Menurut perkiraan cuaca, hari ini akan menjadi cuaca yang sangat cerah seperti suasana hati Soka beberapa waktu lalu ketika berkencan dengan Renjana. Namun, siapa yang menyangka langit yang terang benderang menjadi gelap seketika. Tak mungkin karena perasaan hati Soka yang sedang kesal pada lelaki yang memboncengnya. Soka bukanlah pengendali cuaca."Langit, ngebut! Mau ujan," pinta Soka.
Gadis itu sedikit sensitif dengan air hujan. Bukan mencoba bersikap manja pada lelaki kurang ajar yang menyabotase kencannya, tapi tubuh Soka memang selemah itu pada air hujan. Padahal dulu waktu kecil ia tak begitu atau mungkin karena Ph air hujan tak seramah dulu.
"Lo pegangan aja kayak jijik gitu sama gue. Gimana mau ngebut. Kalo gue ngebut lo jatuh Asoka!" Apa pun keadaannya modus adalah yang paling utama.
"Aku udah pegangan nih!" Senyum Langit terkembang, meskipun penuh intrik dia akhirnya bisa membuat Soka memeluknya. Untuk sekarang dia melakukannya dengan sedikit kelicikan, tapi lain kali ia akan bisa membuat Soka memeluknya secara suka rela. Setidaknya biarkan Langit berharap.

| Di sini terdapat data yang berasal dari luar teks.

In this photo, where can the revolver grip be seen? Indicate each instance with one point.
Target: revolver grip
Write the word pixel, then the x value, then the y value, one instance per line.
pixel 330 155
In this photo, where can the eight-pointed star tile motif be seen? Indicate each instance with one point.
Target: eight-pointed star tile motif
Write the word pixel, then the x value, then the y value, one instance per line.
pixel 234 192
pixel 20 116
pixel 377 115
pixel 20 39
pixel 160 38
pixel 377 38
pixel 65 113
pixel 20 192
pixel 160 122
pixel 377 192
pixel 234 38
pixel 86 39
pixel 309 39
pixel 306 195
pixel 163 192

"Langit! Ujan! Tepi-tepi!" Langit menuruti keinginan Soka, lagi pula terjebak hujan dengan Soka tak ada ruginya.
Soka turun lebih dulu dari motor kemudian duduk di emperan toko yang sudah tutup kemudian di susul Langit yang tak canggung untuk duduk di samping Soka. Sementara Soka sendiri sibuk membuka hpnya berniat memesan grabcar. Namun, baru saja jarinya menyentuh tombol di hpnya suara petir mengagetkannya hingga ponsel pintarnya terjatuh.

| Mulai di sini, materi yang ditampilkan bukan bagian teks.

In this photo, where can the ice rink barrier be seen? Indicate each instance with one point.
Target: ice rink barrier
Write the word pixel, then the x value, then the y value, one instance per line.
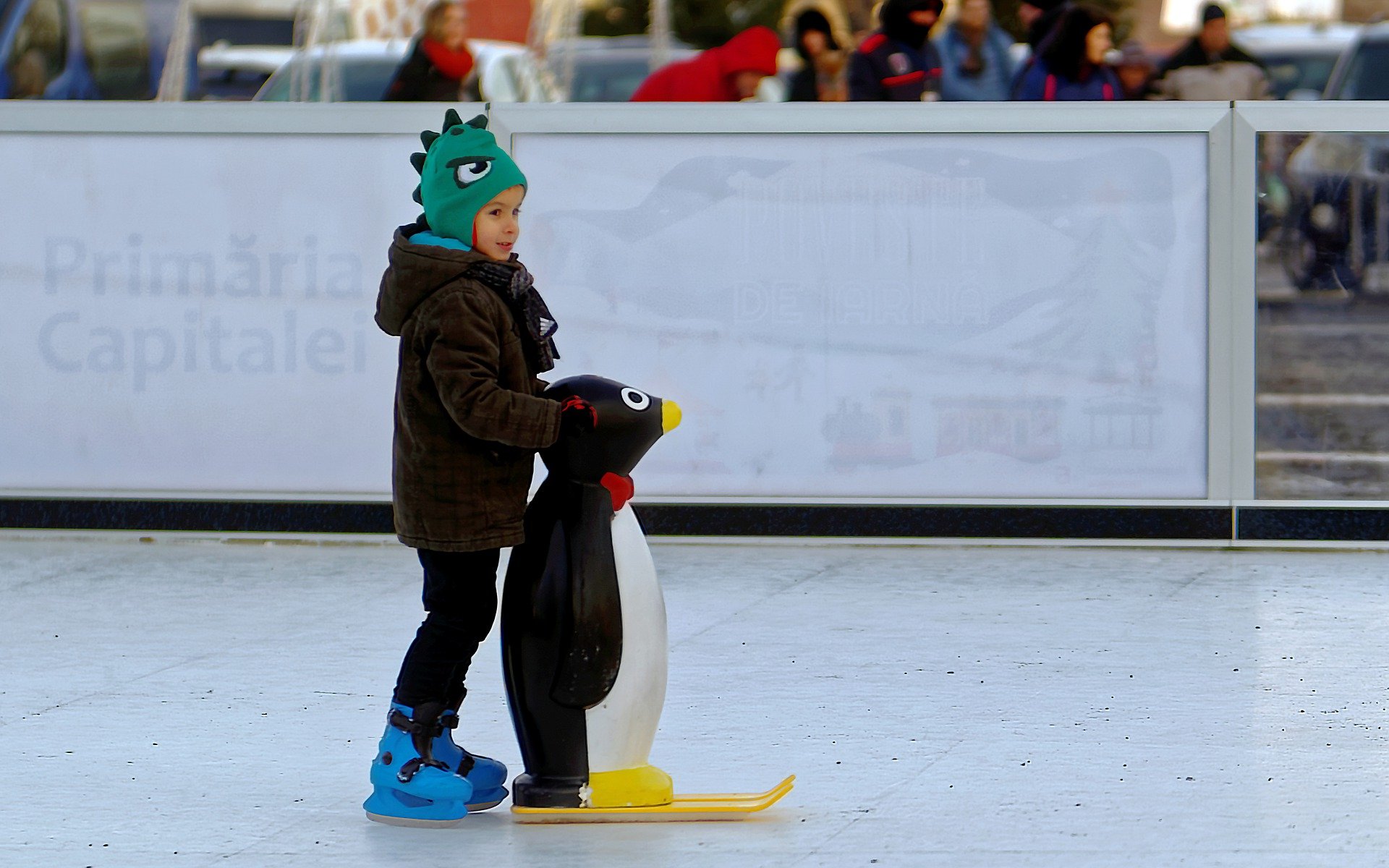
pixel 987 323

"Matiin hpnya kalo nggak mau kesamber petir."
"Nggak usah nga—Mama!" Petir seolah memberi peringatan pada Soka untuk mematikan ponselnya dan kini gadis itu benar mematikan ponselnya. Langit juga ikut mematikan ponselnya.

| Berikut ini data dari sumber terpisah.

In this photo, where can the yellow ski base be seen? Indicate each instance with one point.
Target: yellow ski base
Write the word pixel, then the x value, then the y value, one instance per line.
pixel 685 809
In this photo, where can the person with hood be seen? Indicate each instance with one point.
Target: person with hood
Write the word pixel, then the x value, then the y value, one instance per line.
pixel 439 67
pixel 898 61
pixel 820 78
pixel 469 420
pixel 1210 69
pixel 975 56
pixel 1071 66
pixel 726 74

"Kalo aja kamu nggak maksa aku mending naik mobil Mas Ren!" Soka kesal pada Langit.
"Ye, gue nggak maksa. Lo yang suka rela milih gue." Soka kesal karena Langit benar. Ia yang mudah tergoda pada ucapan langit.
"Ya udah kamu cepet bilang apa yang Rumi omongin ke kamu!" suruh Soka dengan tangan yang memeluk dirinya sendiri. Dia alergi dingin dan hujan angin yang sedang terjadi cukup mengganggu.
"Sabar sih." Langit melepaskan jaketnya dan memakaikannya pada Soka. Setidaknya meskipun menyebalkan Langit memiliki sisi gentlemen.
"Makasih." Langit menahan tawanya melihat Soka yang berterima kasih, tapi dengan wajah kesal miliknya.
"Jadi, apa yang Rumi bilang ke kamu?" tanya Soka lagi dan entah kenapa Langit ingin terus menggoda gadis itu.
"Kok udah jadi? Kan baru mulai belum ada kesimpulan. Jangan jadi dong." Tangan Soka bergerak mencubit pinggang Langit. Lelaki itu lama-lama menjadi master menyebalkan.
"Ampun. Ampun Ka." Karena kegiatan penyiksaan yang dilakukan Soka tak berhenti begitu saja, Langit memegang tangan gadis itu.
"Tangan lo dingin bang—"
"Langit! Cepetan." Sepertinya Langit tak bisa bermain-main terlalu lama, gadis imut di sampingnya ini mungkin akan memukulnya jika ia terus menggodanya.
"Pas gue mau pulang dari kosan lo, Rumi tiba-tiba nyamperin gue." Ya, semuanya berawal dari ini hingga Langit berhasil membuat Soka memilihnya. Langit berbisik bahwa Rumi mengajak Langit bekerja sama. Dan, voila Soka terpancing.
"Terus?"
"Dia bilang dia tau kalo gue suka sama lo. Lo tau nggak?" tanya Langit, ia ingin tau apakah Soka tau.
"Emang kamu suka sama aku?" tanya Soka bertingkah seolah tak tau apa pun.
"Iya," jawab Langit, tapi Soka tak tau apakah Langit bercanda atau sedang bersungguh-sungguh.